Here are two pages that details pretty much every Haddock insult ever.
And here's an insult generator if you're ever bored.
Last edited by Kirbs; 04-20-2012 at 07:58 PM.
Calculus wasnt in the movie.
About the movie, I remember reading a article that Spieberg was very precise in matching the automobile colors and model to the books.
I was upset about how Haddock was portrayed, his knowledge is shown in The Shooting Star.
Explorer's of the Moon and Destination Moon would be perfect in this day in age since we already went to the moon. It would be interesting to have people see how Herge thought we would go to the moon with a V-2 Rocket.
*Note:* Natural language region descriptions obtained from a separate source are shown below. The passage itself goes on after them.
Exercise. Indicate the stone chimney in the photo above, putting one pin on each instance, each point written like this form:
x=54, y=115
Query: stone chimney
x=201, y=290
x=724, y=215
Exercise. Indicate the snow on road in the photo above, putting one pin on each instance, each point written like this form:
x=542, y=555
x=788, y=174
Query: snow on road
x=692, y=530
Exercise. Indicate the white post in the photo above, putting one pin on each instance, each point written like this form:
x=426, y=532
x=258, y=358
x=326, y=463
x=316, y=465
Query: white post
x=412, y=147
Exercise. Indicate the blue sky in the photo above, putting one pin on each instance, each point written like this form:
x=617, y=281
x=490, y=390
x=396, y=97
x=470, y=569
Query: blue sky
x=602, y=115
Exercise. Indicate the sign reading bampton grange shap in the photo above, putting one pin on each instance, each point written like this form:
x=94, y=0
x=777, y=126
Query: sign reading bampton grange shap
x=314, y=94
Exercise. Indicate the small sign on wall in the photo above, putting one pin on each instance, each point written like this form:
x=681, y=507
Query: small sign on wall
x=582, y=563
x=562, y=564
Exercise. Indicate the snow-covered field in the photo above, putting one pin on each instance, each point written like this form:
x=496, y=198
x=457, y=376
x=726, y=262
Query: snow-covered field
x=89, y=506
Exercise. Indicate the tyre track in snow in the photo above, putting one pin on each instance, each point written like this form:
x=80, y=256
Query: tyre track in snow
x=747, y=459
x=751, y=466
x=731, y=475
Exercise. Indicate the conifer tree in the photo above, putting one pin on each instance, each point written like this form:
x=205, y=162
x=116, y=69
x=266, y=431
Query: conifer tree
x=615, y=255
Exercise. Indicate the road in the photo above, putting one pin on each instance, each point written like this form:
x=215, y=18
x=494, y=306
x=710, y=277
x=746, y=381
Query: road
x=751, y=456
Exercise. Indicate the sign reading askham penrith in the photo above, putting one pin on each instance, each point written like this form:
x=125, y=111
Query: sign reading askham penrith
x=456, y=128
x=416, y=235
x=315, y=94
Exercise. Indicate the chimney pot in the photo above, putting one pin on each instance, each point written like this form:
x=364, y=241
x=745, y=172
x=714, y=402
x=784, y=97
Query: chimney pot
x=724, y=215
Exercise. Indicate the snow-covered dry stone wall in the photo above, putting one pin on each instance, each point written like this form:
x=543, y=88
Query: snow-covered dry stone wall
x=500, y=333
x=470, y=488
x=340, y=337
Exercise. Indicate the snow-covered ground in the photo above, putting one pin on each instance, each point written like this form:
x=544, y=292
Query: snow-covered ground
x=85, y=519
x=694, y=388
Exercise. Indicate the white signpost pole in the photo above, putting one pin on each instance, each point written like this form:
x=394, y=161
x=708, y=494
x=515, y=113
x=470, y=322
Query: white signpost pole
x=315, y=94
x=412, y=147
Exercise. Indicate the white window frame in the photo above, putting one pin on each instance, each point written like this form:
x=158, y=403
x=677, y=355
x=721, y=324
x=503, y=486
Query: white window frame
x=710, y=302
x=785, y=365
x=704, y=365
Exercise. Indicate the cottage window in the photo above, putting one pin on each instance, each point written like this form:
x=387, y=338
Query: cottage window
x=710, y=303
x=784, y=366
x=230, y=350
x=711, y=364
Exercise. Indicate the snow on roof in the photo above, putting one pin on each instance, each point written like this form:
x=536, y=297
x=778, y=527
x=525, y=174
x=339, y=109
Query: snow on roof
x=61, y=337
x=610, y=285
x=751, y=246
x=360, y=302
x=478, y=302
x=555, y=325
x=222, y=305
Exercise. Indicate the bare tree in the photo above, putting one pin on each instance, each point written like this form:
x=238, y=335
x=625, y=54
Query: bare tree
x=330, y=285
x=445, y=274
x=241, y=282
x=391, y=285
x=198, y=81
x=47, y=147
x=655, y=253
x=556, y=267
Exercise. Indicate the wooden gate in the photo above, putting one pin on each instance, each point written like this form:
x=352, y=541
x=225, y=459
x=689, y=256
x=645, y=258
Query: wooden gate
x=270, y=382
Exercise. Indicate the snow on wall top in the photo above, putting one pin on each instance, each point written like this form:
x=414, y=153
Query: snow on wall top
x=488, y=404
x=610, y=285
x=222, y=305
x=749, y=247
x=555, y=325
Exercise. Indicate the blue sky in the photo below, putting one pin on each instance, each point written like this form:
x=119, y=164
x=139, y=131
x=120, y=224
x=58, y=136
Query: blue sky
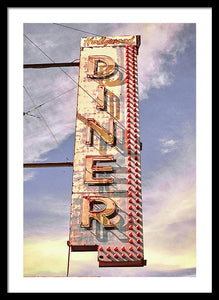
x=167, y=83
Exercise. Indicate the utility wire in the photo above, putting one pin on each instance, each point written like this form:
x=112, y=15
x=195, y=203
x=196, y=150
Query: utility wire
x=122, y=126
x=54, y=98
x=77, y=29
x=43, y=119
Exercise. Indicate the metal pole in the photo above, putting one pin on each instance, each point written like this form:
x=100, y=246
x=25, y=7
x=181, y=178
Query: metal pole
x=51, y=65
x=48, y=165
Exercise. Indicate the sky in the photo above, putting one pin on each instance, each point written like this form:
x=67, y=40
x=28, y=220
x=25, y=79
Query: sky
x=167, y=93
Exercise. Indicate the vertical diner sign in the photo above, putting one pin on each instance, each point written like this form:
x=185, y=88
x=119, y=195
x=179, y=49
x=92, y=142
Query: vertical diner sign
x=106, y=208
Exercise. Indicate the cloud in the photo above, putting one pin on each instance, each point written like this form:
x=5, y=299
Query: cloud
x=169, y=204
x=159, y=47
x=168, y=145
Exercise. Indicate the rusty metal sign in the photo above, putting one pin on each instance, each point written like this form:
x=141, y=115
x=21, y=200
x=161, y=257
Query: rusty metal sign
x=106, y=209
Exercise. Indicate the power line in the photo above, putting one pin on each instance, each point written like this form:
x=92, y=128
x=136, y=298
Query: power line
x=77, y=29
x=43, y=119
x=73, y=79
x=54, y=98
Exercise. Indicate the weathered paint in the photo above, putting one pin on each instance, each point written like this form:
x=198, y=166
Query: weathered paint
x=106, y=208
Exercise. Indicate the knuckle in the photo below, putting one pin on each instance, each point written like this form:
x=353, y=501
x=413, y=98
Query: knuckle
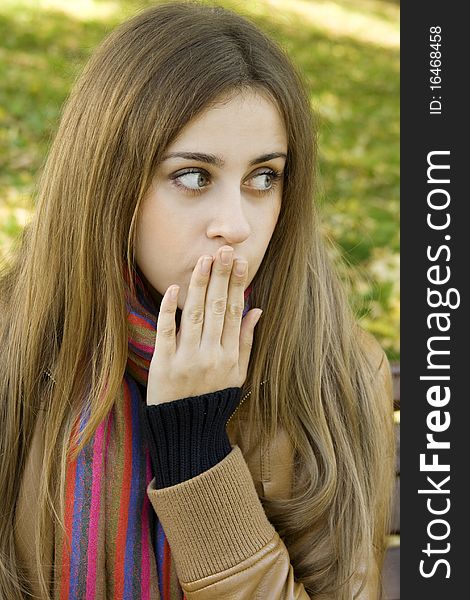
x=196, y=315
x=219, y=306
x=166, y=332
x=223, y=269
x=235, y=309
x=200, y=281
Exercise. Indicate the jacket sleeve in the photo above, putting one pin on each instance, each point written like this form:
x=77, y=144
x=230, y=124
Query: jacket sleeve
x=223, y=544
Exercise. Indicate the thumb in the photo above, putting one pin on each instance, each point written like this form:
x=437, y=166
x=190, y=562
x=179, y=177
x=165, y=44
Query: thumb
x=247, y=331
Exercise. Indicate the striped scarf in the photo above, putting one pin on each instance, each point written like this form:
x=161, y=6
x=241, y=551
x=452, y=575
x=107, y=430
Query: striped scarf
x=117, y=547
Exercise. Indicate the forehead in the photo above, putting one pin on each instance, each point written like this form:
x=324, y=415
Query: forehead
x=245, y=119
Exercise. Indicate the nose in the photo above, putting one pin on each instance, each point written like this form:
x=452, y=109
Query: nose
x=229, y=221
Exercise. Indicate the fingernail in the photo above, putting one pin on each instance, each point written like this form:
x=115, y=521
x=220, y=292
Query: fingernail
x=240, y=267
x=226, y=256
x=206, y=265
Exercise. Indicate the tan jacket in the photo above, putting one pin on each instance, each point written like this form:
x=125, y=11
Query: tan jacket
x=222, y=543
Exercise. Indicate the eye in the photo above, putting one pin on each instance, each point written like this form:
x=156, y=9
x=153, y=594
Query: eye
x=266, y=181
x=191, y=180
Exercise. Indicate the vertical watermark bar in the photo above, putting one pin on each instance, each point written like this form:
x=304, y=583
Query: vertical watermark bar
x=435, y=376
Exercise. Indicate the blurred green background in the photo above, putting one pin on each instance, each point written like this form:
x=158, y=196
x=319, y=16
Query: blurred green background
x=348, y=51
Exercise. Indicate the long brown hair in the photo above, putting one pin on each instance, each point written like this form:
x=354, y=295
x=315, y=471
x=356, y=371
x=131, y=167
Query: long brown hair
x=63, y=310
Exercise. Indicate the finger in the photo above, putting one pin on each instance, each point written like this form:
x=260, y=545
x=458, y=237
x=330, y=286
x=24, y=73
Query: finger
x=235, y=305
x=247, y=331
x=192, y=315
x=165, y=343
x=216, y=297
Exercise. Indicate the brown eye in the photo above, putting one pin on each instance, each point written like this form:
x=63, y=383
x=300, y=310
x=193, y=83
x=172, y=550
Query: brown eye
x=192, y=180
x=266, y=181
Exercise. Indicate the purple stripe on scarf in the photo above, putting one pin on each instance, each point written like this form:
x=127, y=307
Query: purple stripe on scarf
x=93, y=527
x=77, y=518
x=135, y=497
x=142, y=317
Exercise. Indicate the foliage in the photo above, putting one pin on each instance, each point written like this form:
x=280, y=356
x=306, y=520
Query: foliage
x=348, y=51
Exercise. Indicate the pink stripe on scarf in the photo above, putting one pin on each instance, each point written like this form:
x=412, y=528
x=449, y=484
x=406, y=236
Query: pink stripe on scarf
x=93, y=528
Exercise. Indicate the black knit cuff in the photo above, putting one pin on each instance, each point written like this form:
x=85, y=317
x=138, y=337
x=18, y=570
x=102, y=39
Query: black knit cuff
x=188, y=436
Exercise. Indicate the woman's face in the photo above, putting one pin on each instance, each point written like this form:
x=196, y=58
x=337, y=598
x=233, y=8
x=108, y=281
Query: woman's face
x=219, y=183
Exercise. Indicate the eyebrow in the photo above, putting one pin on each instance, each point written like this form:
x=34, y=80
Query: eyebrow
x=212, y=159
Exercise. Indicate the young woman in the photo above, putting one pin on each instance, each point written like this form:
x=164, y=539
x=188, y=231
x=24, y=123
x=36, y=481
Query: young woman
x=160, y=445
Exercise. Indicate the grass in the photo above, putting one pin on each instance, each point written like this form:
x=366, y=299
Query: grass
x=348, y=51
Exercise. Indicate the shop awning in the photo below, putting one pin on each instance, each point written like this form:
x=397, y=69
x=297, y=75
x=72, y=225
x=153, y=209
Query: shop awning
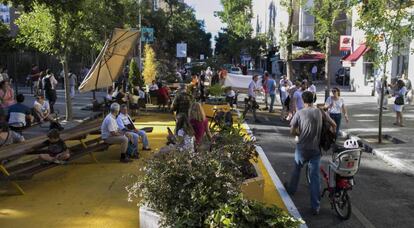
x=310, y=57
x=360, y=51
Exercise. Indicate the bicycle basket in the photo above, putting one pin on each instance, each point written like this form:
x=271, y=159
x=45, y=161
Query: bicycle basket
x=346, y=163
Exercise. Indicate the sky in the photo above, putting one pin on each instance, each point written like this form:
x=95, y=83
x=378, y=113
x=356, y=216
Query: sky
x=205, y=9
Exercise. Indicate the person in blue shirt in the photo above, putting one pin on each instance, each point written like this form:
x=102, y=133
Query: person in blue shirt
x=271, y=88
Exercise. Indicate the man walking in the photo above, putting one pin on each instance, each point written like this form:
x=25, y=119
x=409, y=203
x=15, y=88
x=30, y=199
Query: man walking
x=314, y=72
x=271, y=87
x=250, y=102
x=307, y=125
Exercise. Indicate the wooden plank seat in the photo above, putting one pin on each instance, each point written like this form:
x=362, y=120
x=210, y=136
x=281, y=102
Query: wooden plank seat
x=15, y=151
x=27, y=170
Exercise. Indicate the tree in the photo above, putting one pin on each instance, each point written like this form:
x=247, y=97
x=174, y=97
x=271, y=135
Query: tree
x=150, y=65
x=287, y=36
x=52, y=29
x=387, y=24
x=326, y=13
x=135, y=77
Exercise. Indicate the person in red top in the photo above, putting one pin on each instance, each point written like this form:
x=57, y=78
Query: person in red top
x=163, y=96
x=199, y=122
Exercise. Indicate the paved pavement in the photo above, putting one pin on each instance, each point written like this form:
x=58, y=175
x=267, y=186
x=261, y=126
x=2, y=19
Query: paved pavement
x=383, y=195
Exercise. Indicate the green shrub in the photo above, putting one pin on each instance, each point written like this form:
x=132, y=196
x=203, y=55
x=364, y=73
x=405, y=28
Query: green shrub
x=242, y=213
x=185, y=187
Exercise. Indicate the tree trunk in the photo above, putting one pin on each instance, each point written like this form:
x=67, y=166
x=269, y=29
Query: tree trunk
x=69, y=114
x=327, y=71
x=289, y=43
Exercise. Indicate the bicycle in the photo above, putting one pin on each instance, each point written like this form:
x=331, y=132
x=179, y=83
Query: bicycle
x=340, y=179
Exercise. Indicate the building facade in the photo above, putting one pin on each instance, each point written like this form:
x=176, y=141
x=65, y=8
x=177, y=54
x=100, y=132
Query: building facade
x=362, y=70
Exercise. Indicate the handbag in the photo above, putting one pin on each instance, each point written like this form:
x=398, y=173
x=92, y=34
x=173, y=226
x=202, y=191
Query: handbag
x=399, y=100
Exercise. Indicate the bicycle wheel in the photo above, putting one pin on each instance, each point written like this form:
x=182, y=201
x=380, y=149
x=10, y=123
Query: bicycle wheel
x=342, y=205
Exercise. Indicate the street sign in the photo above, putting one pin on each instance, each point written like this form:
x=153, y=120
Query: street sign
x=147, y=35
x=181, y=50
x=345, y=43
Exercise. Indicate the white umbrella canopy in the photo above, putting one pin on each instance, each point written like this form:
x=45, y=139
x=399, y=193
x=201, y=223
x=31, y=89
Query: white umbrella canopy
x=110, y=62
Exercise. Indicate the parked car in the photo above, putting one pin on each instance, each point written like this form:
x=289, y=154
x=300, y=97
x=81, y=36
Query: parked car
x=342, y=76
x=236, y=70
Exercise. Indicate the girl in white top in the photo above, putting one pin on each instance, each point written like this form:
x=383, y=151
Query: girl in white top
x=399, y=91
x=336, y=107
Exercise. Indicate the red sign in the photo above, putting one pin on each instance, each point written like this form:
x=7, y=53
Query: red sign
x=345, y=43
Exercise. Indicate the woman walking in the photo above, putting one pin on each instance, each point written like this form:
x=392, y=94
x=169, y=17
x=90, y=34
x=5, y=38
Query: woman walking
x=336, y=107
x=199, y=122
x=399, y=94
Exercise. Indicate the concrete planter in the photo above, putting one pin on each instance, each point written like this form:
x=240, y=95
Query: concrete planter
x=253, y=188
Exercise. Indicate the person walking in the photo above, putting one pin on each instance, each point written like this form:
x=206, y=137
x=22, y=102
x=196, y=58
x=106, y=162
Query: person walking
x=378, y=84
x=271, y=88
x=266, y=90
x=307, y=125
x=72, y=83
x=336, y=107
x=314, y=72
x=250, y=102
x=182, y=101
x=49, y=83
x=409, y=87
x=199, y=122
x=399, y=93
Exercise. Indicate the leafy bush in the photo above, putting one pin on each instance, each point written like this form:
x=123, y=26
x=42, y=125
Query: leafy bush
x=185, y=187
x=239, y=212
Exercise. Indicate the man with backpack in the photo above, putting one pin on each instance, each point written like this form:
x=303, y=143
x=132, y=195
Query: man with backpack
x=307, y=125
x=49, y=83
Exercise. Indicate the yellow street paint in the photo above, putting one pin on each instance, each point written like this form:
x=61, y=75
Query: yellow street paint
x=88, y=194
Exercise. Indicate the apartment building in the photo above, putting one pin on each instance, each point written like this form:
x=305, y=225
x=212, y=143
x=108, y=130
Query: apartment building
x=362, y=71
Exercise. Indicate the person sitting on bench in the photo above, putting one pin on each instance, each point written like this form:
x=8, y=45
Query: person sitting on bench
x=19, y=115
x=57, y=151
x=111, y=133
x=8, y=136
x=42, y=109
x=127, y=125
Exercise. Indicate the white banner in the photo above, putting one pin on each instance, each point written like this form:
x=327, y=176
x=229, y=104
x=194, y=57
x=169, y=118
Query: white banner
x=240, y=81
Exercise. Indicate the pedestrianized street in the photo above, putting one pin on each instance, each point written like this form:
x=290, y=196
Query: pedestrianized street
x=206, y=113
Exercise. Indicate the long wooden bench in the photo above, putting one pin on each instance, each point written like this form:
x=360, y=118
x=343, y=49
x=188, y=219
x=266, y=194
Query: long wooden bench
x=28, y=169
When I read and watched Destination Moon when I was a kid, I cried in that one scene.
I know someone who would love to have Tintin in Tibet be one of the movies.
Haha, I just thought of what if one of the future movies was over the stories with General Alcazar.
Last edited by KnightofAncient; 04-20-2012 at 08:45 PM.
Really? Spielberg actually did that? Well I guess he was a big fan of Herge and Herge was a big fan of detail, so much that he sometimes made mistakes...like drawing bananas upside down.
You know whats interesting about the Moon books? I'm sure you know this, but Herge did research before writing any of his books because he felt he owed it to his readers after the first two books (which he wrote entirely out of the opinions of his boss) which turned out kinda racist due to the reasons stated in the parenthesis. Well....the moon chapters are one of those were you can actually tell he did his research. The rocket ship's design in those books isn't anywhere near what we have now (in fact Herge drew a skit about an actual nowadays exploration to the moon that I have somewhere in my PC later on in his life which is pretty accurate to how it works now) but you can tell that he based his rocket of some research done into this. As a student that has taken Astronomy, I was also astonished as to how much detail he put into issues regarding the logic of gravity in those book. It was very realistic, but conserved its taste of cartoonish qualities at the same time.
Also I wish I had read the books when I was young, I probably would have been able to feel sadder at that one scene myself...I am unfortunately a late bloomer to the series. It was a pretty touching scene after all the comedy they put you through.
Yes, he did research before writing. I think for Blue Lotus he actually went to China to do research.
The Rocket design chosen in the Moon books was the V-2 Rocket which Germany was using at that time. That makes sense as to why it was chosen. It completely differs from the Redstone Booster of Mercury, Titan II of Gemini, and Saturn 1B and the Saturn V of Apollo.
I believe Herge wrote the Moon stories before Wernher von Braun developed the Saturn Rockets for NASA.
If you can find that skit Herge wrote, I would be interested to see it.
Last edited by KnightofAncient; 04-28-2012 at 10:53 PM.
I'd love to show it to you. But its in PDF format and I'm unsure how I'm gonna send it to you.